Livorno il Biennio rosso
L’avvento della amministrazione
socialista nel Comune di Livorno è preceduta da un periodo di forti agitazioni
di piazza in cui esplodono i contrasti sociali ed economici.
Il 5 luglio 1919 iniziarono i moti
del caroviveri quando giunsero le notizie delle agitazioni in corso ad Ancona e
Firenze e in Liguria. Il movimento si tradusse nell’assalto e nel saccheggio di
negozi dove la merce aveva subito un rilevante aumento di prezzo, sembra che la
scintilla fu data dall’assalto ad un negozio di calzature in centro; le scarpe
erano tra gli articoli che avevano avuto gli aumenti più considerevoli. I
negozianti reagirono chiudendo le botteghe; la Camera del Lavoro intervenne
coordinando e regolando la requisizione delle merci, trasportate in posti di
raccolta come la stessa CDL, il Mercato, il Teatro S. Marco, per essere poi
vendute a prezzi calmierati e fornendo ai negozianti comunicazioni, da
affiggere nei loro negozi, che la merce era sotto il controllo della CDL in
modo da proteggerli dalla esasperazione popolare; il Comune emanò in tal senso un’ordinanza
che stabilì la riduzione dei prezzi del 50 o del 70 per cento.[1]
Mentre i moti per il caroviveri esplosero
in maniera spontanea lo sciopero, nello stesso mese di luglio, per la
solidarietà del proletariato internazionale con le rivoluzioni di Russia e
Ungheria fu programmato e organizzato a
lungo in modo che potesse avere una stessa direzione politica ed essere simultaneo
sul territorio nazionale.
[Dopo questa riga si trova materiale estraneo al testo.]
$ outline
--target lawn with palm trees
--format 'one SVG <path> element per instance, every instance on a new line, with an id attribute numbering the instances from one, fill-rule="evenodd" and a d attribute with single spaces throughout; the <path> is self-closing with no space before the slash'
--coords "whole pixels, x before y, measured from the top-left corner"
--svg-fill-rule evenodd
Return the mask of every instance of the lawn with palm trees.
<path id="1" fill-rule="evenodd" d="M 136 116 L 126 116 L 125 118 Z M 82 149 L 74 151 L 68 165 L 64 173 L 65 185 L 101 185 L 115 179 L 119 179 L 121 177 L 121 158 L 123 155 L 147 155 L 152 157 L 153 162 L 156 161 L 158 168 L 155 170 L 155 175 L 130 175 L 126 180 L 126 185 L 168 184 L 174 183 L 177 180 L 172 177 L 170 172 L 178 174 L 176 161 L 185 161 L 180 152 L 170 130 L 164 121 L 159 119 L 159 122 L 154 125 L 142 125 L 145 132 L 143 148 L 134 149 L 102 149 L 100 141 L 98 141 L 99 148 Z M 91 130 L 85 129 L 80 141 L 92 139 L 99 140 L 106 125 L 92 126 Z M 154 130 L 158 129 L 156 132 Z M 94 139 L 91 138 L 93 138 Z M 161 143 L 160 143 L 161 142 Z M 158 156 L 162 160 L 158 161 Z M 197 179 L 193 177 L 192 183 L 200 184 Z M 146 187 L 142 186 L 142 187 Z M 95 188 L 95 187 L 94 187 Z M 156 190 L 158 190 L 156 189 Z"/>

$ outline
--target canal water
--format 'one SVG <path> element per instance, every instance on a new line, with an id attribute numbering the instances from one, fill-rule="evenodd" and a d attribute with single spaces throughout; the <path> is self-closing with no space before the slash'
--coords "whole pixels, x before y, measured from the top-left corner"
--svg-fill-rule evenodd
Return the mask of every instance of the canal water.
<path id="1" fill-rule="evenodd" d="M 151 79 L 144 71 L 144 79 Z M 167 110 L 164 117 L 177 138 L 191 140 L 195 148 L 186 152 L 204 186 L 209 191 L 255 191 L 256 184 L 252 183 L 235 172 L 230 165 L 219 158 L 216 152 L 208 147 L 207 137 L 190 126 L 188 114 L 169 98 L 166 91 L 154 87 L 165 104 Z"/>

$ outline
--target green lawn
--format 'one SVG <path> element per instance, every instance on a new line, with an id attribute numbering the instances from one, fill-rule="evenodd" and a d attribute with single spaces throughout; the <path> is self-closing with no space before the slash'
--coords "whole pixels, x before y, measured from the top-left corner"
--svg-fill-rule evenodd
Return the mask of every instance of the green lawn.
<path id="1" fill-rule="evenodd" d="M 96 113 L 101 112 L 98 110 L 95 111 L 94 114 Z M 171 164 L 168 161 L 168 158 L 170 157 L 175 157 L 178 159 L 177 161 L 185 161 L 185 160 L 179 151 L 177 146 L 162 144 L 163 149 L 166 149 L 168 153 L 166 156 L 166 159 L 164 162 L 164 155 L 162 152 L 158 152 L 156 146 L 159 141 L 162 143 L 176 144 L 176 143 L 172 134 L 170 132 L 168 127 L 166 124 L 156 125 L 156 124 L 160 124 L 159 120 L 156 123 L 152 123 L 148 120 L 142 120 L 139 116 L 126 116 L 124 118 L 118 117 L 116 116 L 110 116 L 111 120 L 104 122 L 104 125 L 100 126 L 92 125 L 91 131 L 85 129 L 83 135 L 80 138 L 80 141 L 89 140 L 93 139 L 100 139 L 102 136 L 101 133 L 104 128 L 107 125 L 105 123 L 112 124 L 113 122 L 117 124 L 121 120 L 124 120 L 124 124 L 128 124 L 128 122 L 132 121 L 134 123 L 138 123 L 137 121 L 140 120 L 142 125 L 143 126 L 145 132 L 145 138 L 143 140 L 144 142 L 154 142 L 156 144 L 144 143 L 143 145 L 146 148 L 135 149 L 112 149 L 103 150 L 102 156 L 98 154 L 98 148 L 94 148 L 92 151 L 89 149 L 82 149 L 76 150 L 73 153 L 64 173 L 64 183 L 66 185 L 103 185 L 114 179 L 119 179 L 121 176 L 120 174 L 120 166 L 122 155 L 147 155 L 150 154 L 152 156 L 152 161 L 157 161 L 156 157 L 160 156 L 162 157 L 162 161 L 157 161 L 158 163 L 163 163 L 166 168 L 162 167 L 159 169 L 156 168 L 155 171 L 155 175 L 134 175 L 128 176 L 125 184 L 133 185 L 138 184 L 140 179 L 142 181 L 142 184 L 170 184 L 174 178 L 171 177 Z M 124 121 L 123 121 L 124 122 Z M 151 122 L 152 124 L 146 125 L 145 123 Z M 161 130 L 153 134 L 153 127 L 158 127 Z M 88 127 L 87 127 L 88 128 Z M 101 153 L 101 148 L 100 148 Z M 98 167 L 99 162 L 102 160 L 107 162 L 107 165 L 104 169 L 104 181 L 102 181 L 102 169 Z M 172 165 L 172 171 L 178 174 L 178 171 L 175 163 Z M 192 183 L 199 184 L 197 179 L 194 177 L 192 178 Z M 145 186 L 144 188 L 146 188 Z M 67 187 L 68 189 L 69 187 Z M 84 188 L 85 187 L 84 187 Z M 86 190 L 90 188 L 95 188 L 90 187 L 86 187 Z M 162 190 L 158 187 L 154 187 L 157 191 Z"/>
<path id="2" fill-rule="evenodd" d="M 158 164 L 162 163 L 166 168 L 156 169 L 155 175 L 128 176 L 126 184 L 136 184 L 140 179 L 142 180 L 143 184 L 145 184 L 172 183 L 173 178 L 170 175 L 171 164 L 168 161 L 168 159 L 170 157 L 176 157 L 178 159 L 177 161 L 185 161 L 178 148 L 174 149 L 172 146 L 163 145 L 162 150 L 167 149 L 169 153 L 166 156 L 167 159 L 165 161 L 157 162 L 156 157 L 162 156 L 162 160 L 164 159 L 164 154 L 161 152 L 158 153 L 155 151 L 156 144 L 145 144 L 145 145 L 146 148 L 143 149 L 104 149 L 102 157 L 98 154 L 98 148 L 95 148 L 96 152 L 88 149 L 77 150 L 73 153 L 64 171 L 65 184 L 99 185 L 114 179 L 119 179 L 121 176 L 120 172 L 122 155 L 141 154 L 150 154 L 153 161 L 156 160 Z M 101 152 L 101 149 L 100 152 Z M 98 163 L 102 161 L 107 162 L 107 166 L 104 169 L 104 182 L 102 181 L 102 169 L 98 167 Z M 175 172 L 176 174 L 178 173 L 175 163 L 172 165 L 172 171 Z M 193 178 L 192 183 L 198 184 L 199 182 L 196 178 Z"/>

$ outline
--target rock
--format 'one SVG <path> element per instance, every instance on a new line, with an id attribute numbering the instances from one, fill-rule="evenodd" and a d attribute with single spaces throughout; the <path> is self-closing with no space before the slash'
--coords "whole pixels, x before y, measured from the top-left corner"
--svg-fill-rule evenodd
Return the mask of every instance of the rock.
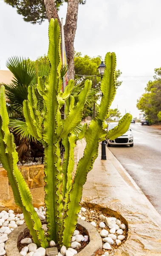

Quello del 20-21 luglio fu il primo sciopero generale
del dopoguerra dal carattere potenzialmente rivoluzionario. Già il 2 luglio il
prefetto di Livorno comunicava al Ministero dell’Interno di aver disposto la
più accorta vigilanza, chiedendo conferma che l’organico dell’Arma fosse
mantenuto al completo, per scongiurare il pericolo di sommossa in una città conosciuta
come sovversiva:
“Devesi poi tenere presente che Livorno conta
oltre centocinquemila abitanti tutti rinchiusi nel ristretto territorio della
città, che si tratta di una popolazione impulsiva e facile a trascendere, che
vi sono oltre ventimila operai, che vi è una Camera di Lavoro in piena balia
degli estremisti, che vi è un partito di anarchici numeroso e vi sono
associazioni, sodalizi e partiti in contrasto tra loro per fini e tendenze
diverse, e che anche all’isola d’Elba, vi sono due centri con masse operaie
numerose, uno minerario in quattro comuni dell’isola e l’altro metallurgico
negli alti forni di Portoferraio…”[2]
Il 1920 iniziò percorso da
fermenti rivoluzionari; a partire da gennaio si susseguirono lo sciopero dei
postelegrafonici, le agitazioni dei tranvieri, dei ferrovieri, degli edili, dei
barbieri, dei tipografi, dei portuali. Nel mese di maggio si ebbero gli scontri
più intensi, prendendo le mosse dai fatti di Viareggio, in cui nel corso di
incidenti era stato ucciso un lavoratore da parte dei carabinieri. A seguito di
questi avvenimenti il 4 maggio a Livorno ci fu uno sciopero spontaneo che poi
prese la forma di una rivolta con il saccheggio delle armerie del centro. I
carabinieri allora aprirono il fuoco; rimase ucciso Flaminio Mazzantini un
falegname iscritto al partito socialista. La Camera del Lavoro proclamò la sera
stessa uno sciopero che si svolse compatto il giorno 6 con grande partecipazione
di folla.
Nell’agosto in seguito al mancato
accoglimento delle richieste della Fiom, tra cui quella di incrementi salariali
per far fronte all’aumento del costo della vita, e alla reazione padronale di
chiusura degli stabilimenti, fu decisa l’occupazione delle fabbriche a partire
dagli ultimi due giorni di agosto. Il 2 settembre il prefetto scriveva che al
Cantiere Orlando e negli stabilimenti Soc. metallurgica, Gallinari, Vetrini,
Bossoli, Martelli e Parodi erano state issate le bandiere rosse e gli operai avevano sospeso il lavoro
occupando gli stabilimenti, operai con bracciali rossi facevano guardia agli
ingressi. In tutto si trattava di undici stabilimenti occupati, ed altri si
sarebbero aggiunti, la quasi totalità di quelli metallurgici livornesi. La
bandiera rossa con lo stemma dei soviet fu innalzata sulle fabbriche occupate.[3]